1.1 Preparing your environment for R

The Institute and Faculty of Actuaries have provided their own guide to getting up and running with R.

The steps to have R working is dependant on your operating system. The following resources should allow for your local installation of R to be relatively painless:

  1. Download and install R from CRAN1.
  2. Download and install an integrated development environment, a strong recommendation is RStudio Desktop.

1.2 Basic interations with R

R is case-sensitive! We add comments to our R code using the # symbol on any line. A key concept when working with R is that the preference is to work with vectorised operations (over concepts like for loops). As an example we start with 1:10 which uses the colon operator (:) to generate a sequence starting with 1 and ending with 10 in steps of 1. The output is a numeric vector of integers.
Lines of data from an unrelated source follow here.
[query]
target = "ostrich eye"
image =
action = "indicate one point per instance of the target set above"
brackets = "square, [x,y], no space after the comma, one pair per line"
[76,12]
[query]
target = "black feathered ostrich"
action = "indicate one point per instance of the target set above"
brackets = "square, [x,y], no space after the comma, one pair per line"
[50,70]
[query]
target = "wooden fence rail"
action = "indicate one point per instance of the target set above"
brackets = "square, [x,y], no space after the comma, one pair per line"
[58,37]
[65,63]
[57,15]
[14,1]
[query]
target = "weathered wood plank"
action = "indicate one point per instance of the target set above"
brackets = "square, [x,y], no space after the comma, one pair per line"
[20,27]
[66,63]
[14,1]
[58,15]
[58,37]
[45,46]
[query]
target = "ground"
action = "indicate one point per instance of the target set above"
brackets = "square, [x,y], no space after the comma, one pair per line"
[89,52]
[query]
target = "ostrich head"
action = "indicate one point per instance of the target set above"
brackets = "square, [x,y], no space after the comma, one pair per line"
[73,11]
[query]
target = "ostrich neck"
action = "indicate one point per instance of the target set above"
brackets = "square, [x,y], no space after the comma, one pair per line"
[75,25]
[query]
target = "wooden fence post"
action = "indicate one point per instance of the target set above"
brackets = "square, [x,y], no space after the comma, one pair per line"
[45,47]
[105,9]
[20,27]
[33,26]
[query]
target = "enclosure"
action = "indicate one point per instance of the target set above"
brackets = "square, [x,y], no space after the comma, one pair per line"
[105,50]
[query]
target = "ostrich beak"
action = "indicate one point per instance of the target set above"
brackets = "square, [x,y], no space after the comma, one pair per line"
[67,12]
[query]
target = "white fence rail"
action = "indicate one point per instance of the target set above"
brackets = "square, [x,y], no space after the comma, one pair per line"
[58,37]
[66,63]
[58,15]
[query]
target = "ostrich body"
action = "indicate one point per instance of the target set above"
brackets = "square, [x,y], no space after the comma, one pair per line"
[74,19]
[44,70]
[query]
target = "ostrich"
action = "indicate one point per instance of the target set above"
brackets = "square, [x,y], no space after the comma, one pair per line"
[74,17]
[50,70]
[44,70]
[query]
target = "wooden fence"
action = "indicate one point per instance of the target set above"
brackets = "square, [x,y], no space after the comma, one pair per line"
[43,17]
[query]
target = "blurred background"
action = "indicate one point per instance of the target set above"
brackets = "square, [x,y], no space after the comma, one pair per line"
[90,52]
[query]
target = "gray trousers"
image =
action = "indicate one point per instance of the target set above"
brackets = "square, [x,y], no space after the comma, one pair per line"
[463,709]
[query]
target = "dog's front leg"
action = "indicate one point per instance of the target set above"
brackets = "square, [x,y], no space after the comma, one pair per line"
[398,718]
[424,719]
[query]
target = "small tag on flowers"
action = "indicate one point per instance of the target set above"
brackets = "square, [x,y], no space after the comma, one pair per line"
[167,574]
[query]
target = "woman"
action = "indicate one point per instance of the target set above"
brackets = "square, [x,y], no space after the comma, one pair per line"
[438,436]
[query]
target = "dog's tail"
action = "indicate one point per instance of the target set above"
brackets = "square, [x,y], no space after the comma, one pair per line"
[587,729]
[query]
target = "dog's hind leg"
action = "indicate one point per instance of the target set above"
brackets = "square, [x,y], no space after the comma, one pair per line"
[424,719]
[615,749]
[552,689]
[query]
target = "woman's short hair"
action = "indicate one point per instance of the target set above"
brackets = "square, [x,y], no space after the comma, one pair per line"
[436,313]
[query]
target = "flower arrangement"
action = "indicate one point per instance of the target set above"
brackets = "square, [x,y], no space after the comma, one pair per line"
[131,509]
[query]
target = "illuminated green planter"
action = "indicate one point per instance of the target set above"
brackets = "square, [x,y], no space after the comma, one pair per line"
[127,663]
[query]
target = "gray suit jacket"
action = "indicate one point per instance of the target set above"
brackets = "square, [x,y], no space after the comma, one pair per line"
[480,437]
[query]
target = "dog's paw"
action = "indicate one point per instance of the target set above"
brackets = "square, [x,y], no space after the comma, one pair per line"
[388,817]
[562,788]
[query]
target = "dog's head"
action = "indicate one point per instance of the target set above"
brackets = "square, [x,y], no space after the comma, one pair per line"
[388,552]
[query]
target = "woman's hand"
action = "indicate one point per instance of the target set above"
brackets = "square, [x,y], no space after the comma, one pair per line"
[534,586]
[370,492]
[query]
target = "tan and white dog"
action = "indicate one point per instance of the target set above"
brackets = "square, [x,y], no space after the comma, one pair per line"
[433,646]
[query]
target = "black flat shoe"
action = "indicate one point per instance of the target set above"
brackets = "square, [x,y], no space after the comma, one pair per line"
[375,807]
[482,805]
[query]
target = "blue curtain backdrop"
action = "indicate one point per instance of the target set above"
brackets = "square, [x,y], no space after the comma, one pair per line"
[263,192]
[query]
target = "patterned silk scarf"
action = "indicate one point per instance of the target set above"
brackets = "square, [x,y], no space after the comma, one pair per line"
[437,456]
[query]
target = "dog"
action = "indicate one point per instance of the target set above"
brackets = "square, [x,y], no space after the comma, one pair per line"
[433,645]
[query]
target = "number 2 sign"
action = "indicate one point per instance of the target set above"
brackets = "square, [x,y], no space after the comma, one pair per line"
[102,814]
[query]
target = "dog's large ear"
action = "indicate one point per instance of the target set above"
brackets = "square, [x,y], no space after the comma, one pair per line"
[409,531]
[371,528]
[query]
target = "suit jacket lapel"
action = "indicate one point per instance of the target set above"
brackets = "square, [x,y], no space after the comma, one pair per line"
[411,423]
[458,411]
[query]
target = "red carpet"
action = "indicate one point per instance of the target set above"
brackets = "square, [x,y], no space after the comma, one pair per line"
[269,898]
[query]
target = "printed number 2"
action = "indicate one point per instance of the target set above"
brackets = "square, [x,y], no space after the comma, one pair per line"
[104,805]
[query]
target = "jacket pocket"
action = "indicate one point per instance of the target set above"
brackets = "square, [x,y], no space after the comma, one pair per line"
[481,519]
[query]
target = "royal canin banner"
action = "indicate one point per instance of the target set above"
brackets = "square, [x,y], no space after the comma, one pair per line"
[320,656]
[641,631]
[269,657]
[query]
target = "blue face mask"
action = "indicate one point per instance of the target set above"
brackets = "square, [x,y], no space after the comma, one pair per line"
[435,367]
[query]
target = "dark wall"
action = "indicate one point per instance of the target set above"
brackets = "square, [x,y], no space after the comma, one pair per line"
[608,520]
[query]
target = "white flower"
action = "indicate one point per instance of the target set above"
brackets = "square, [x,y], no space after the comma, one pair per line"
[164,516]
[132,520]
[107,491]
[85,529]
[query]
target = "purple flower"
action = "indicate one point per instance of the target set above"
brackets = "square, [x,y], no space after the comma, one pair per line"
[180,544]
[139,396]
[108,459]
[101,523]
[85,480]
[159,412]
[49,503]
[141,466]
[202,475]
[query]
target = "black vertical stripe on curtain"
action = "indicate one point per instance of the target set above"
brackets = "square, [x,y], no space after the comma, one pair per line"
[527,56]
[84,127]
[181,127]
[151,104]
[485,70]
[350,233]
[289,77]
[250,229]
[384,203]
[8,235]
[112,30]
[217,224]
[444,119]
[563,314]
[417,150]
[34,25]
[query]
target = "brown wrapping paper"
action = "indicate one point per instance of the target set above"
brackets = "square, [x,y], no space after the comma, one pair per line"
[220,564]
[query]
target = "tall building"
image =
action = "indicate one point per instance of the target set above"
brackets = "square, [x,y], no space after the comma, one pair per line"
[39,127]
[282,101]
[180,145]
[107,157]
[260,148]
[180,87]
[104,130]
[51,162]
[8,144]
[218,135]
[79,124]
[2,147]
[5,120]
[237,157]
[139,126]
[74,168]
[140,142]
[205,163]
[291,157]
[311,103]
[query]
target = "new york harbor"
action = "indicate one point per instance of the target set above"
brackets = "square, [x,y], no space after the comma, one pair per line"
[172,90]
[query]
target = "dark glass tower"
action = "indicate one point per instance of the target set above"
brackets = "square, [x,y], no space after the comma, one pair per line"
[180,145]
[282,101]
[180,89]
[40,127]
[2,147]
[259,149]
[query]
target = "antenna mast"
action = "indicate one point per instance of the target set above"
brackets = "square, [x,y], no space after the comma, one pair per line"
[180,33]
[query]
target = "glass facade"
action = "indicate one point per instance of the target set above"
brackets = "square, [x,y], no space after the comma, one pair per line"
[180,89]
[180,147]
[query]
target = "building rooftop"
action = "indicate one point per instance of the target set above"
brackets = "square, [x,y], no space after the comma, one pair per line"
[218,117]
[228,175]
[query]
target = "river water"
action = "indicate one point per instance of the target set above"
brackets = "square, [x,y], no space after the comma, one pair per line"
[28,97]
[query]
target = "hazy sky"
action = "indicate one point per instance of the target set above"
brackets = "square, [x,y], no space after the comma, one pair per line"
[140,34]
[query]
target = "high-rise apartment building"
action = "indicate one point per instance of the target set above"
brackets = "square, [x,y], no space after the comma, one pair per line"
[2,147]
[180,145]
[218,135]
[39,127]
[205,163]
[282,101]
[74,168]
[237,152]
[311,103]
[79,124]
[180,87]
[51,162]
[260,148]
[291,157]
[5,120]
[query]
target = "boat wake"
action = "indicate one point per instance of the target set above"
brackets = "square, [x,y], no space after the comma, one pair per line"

Let’s see this in R:

# This is the syntax for comments in R
(1:10) + 2 # Notice how we add element-wise in R
##  [1]  3  4  5  6  7  8  9 10 11 12

At the most basic level, R vectors can be of atomic modes:

  • integer,
  • numeric (equivalently, double),
  • logical which take on the Boolean types: TRUE or FALSE and can be coerced into integers as 1 and 0 respectively,
  • character which will be apparent in R with the wrapper "",
  • complex, and
  • raw

This book focuses on using R to solve actuarial statistical problems and will not explore the depths of the R language2. R has the usual arithmetic operators you’d expect with any programming language:

  • +, -, *, / for addition, subtraction, multiplication and division,
  • ^ for exponentiation,
  • %% for modulo arithmetic (remainder after division)
  • %/% for integer division

We assign values to variables using the <- (“assignment”) operator3.

x <- 1:10
y <- x + 2
x <- x + x # Notice that we can re-assign values to variables
z <- x + 2
y
##  [1]  3  4  5  6  7  8  9 10 11 12
z
##  [1]  4  6  8 10 12 14 16 18 20 22

Even though z is assigned the same way as we assigned y, note that yz so execution order matters in R. All of x, y and z are vectors in R.

1.3 Functions in R

We can add functions to R via the format function_name(arguments = values, ...):

# c() is the "combine" function, used often to create vectors
# Note we can also nest functions within functions
x <- c(1:3, 6:20, 21:42, c(43, 44))
# Another function with arguments:
y <- sample(x, size = 3)
y
## [1] 11 41 42

There are a lot of in-built functions in R that we may need:

  • factorial(x)
  • choose(n, k) - for binomial coefficients
  • exp(x)
  • log(x) - by default in base e
  • gamma(x)
  • abs(x) - absolute value
  • sqrt(x)
  • sum(x)
  • mean(x)
  • median(x)
  • var(x)
  • sd(x)
  • quantile(x, 0.75)
  • set.seed(seed) - for reproducibility of random number generation
  • sample(x, size)

R has an in-built help function ? which can be used to read the documentation on any function as well as topic areas. For example have a look at ?Special for more details about in-built R functions for the beta and gamma functions.

1.4 Data structures in R

We have already seen vectors as a data structure that is very common in R. We can identify the structure of an R “object” using the str(object) function.

Matrices

Next we introduce the matrix structure. When interacting with matrices in R it is important to note that matrix multiplication requires the %*% syntax:

first_matrix <- matrix(1:9, byrow = TRUE, nrow = 3)
first_matrix %*% first_matrix
##      [,1] [,2] [,3]
## [1,]   30   36   42
## [2,]   66   81   96
## [3,]  102  126  150

Dataframes

A data.frame is a very popular data structure used in R. Each input variable has to have the same length but can be of different types (strings, integers, booleans, etc.).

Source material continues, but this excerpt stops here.